Personal information
- Full name: Paul Jacob Christopher Hoffmann
- Born: 14 January 1970 (age 56) Rockhampton, Queensland, Australia
- Batting: Right-handed
- Bowling: Right-arm medium-fast
- Role: Bowler

Career statistics
| Competition | ODI | FC | LA |
| Matches | 18 | 9 | 97 |
| Runs scored | 85 | 93 | 540 |
| Batting average | 7.72 | 13.28 | 10.58 |
| 100s/50s | 0/0 | 0/0 | 0/0 |
| Top score | 31 | 48 | 39 |
| Balls bowled | 743 | 1,458 | 4,350 |
| Wickets | 16 | 30 | 96 |
| Bowling average | 34.68 | 17.96 | 31.91 |
| 5 wickets in innings | 0 | 2 | 1 |
| 10 wickets in match | 0 | 0 | 0 |
| Best bowling | 3/22 | 5/5 | 6/12 |
| Catches/stumpings | 5/– | 1/– | 15/– |
- Source: ESPNcricinfo, 29 June 2020

= Paul Hoffmann (cricketer) =

Australian cricketer (b. 1970)

Paul Jacob Christopher Hoffmann (born 14 January 1970), is an Australian cricketer who has played for the cricket teams of Scotland. He is a right-handed batsman and right-arm medium-fast bowler.

== Early life ==
Hoffmann was born on 14 January 1970 in Rockhampton, Queensland, Australia.

== Career ==
As a youngster, Hoffmann competed as a woodchopper, following in his father's footsteps. However at the age of 12, while chopping barefoot, he slipped and removed the tip of his left big toe. Following this horrific event Paul never regained his technique and turned to cricket to fill the void.
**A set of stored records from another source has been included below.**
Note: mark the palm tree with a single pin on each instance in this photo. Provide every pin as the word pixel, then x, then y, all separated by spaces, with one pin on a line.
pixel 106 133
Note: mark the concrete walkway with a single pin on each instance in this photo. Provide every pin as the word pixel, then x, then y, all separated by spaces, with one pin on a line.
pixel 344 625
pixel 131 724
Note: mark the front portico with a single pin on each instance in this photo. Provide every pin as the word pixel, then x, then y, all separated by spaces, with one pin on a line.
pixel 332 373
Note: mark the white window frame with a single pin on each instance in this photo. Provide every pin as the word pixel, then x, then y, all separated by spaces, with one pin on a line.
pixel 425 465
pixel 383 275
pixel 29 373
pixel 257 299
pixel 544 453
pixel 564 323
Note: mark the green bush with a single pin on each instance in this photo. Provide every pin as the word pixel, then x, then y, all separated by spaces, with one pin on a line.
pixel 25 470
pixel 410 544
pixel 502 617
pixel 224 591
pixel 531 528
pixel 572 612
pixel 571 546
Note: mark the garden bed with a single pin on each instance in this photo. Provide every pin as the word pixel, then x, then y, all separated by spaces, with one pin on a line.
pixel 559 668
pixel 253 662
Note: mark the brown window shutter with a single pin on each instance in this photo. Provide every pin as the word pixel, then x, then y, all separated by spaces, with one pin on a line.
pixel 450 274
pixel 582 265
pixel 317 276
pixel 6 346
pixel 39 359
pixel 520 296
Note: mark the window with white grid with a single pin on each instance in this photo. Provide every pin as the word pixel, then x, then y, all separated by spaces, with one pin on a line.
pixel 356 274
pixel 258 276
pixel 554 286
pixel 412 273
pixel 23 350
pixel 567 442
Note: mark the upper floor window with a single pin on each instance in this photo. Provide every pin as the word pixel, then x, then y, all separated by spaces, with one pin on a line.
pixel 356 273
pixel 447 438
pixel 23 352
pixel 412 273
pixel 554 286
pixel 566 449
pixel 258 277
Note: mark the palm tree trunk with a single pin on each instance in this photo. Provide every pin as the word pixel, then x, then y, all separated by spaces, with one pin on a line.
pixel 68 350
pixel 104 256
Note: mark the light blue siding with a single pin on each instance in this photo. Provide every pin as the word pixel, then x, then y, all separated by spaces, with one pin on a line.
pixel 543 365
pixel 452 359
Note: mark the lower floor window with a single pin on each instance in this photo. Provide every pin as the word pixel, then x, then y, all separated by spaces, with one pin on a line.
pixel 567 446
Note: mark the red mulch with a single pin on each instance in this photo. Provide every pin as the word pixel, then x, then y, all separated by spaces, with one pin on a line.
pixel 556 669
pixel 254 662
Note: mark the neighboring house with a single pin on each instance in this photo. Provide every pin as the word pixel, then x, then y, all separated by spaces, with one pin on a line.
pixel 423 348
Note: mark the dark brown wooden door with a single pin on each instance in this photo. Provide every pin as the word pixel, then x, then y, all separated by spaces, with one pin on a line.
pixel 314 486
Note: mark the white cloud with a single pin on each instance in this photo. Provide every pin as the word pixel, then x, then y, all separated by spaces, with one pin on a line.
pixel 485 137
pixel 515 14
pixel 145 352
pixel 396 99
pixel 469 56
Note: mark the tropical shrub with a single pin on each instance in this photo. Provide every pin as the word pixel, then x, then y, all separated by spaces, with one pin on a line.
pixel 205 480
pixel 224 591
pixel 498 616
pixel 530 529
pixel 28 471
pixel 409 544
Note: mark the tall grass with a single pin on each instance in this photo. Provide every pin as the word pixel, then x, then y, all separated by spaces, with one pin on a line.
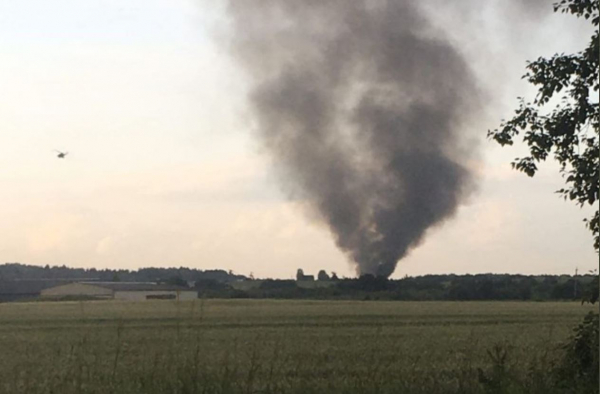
pixel 192 348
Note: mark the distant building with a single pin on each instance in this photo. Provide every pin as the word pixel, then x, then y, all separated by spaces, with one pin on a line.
pixel 130 291
pixel 301 277
pixel 26 289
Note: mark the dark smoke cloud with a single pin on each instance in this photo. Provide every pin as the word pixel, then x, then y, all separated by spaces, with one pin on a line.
pixel 361 105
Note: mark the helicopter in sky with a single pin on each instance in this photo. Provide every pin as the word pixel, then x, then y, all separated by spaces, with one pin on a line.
pixel 61 155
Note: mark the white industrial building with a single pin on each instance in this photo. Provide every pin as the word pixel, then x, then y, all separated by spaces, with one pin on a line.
pixel 131 291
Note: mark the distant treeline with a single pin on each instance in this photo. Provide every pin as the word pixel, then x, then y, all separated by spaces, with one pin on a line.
pixel 17 271
pixel 225 284
pixel 423 288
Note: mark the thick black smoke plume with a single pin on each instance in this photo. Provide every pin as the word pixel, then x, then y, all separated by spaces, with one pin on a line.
pixel 361 104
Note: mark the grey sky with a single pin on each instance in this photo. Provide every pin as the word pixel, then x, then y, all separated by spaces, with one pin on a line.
pixel 163 169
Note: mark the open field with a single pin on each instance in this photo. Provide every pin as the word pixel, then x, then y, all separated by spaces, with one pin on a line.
pixel 269 346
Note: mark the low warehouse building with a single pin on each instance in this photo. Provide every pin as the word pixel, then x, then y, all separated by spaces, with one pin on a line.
pixel 132 291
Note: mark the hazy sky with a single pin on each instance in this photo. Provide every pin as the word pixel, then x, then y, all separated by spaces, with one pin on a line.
pixel 163 169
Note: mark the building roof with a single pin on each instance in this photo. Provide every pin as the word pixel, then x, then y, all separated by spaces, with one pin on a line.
pixel 137 286
pixel 29 286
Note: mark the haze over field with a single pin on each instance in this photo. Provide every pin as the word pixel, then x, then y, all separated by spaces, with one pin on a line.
pixel 164 167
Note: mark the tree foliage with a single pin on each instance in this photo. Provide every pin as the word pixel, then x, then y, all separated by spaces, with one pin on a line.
pixel 569 131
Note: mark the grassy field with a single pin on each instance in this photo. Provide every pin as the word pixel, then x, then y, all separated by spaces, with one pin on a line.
pixel 270 346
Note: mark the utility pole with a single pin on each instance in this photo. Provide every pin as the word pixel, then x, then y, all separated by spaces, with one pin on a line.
pixel 575 286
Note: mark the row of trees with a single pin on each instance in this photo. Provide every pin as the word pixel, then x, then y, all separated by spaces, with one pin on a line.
pixel 16 271
pixel 426 288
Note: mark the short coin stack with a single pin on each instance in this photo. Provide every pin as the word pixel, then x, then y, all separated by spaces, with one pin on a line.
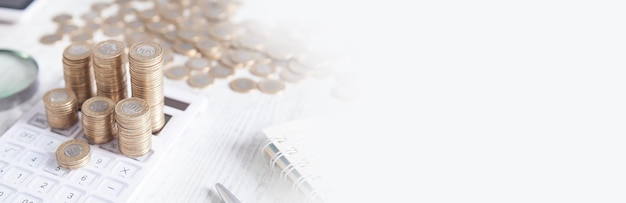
pixel 98 119
pixel 146 77
pixel 61 108
pixel 73 154
pixel 110 69
pixel 77 70
pixel 133 126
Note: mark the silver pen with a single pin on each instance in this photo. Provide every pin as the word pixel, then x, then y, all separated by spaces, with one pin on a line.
pixel 225 194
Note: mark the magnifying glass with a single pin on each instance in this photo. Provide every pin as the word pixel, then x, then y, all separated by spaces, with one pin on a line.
pixel 18 78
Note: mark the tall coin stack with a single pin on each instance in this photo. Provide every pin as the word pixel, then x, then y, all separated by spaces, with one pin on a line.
pixel 77 70
pixel 61 108
pixel 145 61
pixel 110 69
pixel 98 119
pixel 133 126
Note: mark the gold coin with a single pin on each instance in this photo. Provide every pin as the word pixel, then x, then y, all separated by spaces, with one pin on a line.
pixel 112 30
pixel 221 71
pixel 73 154
pixel 62 18
pixel 50 39
pixel 177 73
pixel 99 7
pixel 198 64
pixel 263 69
pixel 61 108
pixel 200 80
pixel 98 119
pixel 91 17
pixel 68 29
pixel 270 86
pixel 82 37
pixel 242 85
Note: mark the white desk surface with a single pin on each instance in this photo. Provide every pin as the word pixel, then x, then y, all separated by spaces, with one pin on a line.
pixel 221 145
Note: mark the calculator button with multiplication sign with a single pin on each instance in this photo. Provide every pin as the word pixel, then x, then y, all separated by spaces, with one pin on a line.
pixel 29 171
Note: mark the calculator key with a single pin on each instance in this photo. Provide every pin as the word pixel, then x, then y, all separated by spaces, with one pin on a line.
pixel 42 184
pixel 67 132
pixel 68 194
pixel 39 120
pixel 99 161
pixel 145 157
pixel 84 177
pixel 53 168
pixel 16 175
pixel 48 144
pixel 111 187
pixel 9 150
pixel 33 159
pixel 26 136
pixel 111 146
pixel 26 198
pixel 125 170
pixel 93 199
pixel 5 192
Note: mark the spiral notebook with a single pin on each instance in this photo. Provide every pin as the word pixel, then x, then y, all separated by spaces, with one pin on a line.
pixel 305 154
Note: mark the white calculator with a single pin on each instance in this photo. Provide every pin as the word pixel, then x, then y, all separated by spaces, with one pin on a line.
pixel 29 172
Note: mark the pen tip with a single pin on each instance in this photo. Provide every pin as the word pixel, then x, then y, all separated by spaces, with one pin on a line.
pixel 225 194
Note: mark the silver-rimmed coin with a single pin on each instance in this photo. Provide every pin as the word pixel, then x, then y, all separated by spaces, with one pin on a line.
pixel 242 85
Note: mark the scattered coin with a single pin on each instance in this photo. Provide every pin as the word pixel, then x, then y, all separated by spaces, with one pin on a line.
pixel 50 39
pixel 262 69
pixel 242 85
pixel 62 18
pixel 73 154
pixel 177 73
pixel 221 71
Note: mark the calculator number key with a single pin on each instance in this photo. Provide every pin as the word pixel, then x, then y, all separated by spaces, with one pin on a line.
pixel 84 177
pixel 125 170
pixel 33 159
pixel 24 198
pixel 42 185
pixel 26 136
pixel 9 150
pixel 99 161
pixel 68 194
pixel 54 168
pixel 49 144
pixel 16 175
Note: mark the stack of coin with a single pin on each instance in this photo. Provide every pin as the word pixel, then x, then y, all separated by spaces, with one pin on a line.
pixel 73 154
pixel 98 119
pixel 61 108
pixel 146 77
pixel 110 69
pixel 133 126
pixel 77 70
After playing for the Australian Country team against the West Indies in 1993 and for Manly in Sydney, Hoffmann emigrated to Scotland in 1997, first playing for the Uddingston club as an overseas professional. He liked it so much that he stayed on and played as an amateur. Hoffmann is the leading wicket taker in the history of the Scottish National League, with 282 wickets.

Hoffmann qualified by residence to play for Scotland in 2001, making his début in a match against an England Amateur team on 14 August 2001, taking five wickets. He went on to play for Scotland on 119 occasions. This includes fifteen One Day Internationals, his first match of that type coming against Pakistan in June 2006. Taking 3 for 22 off his 10 overs, including Salman Butt and Younis Khan.

Hoffmann played for Scotland in their winning 2005 ICC Trophy campaign and was the top wicket-taker in the tournament with 17 wickets. This included taking 6 wickets for 12 runs against Oman, a record for Scotland in ICC Trophy competition. In the 2007 World Cricket League tournament in Kenya he bowled Scotland to victory over Netherlands with a heroic last over taking two wickets in three balls for 0 runs, with a run out accounting for the 2nd wicket of the three that fell in the over.

A hard-hitting batsman, Hoffmann holds the record for the fastest century in Scottish National League cricket history, smashing 100 off 35 balls for his club Uddingston in May 2005. He was an important member of the Scottish Saltires cricket team and was part of their squad for the Cricket World Cup in March 2007.

Hoffmann retired from international cricket in August 2007, returning typically miserly figures of 9 overs for 43 in his final game against India at Glasgow.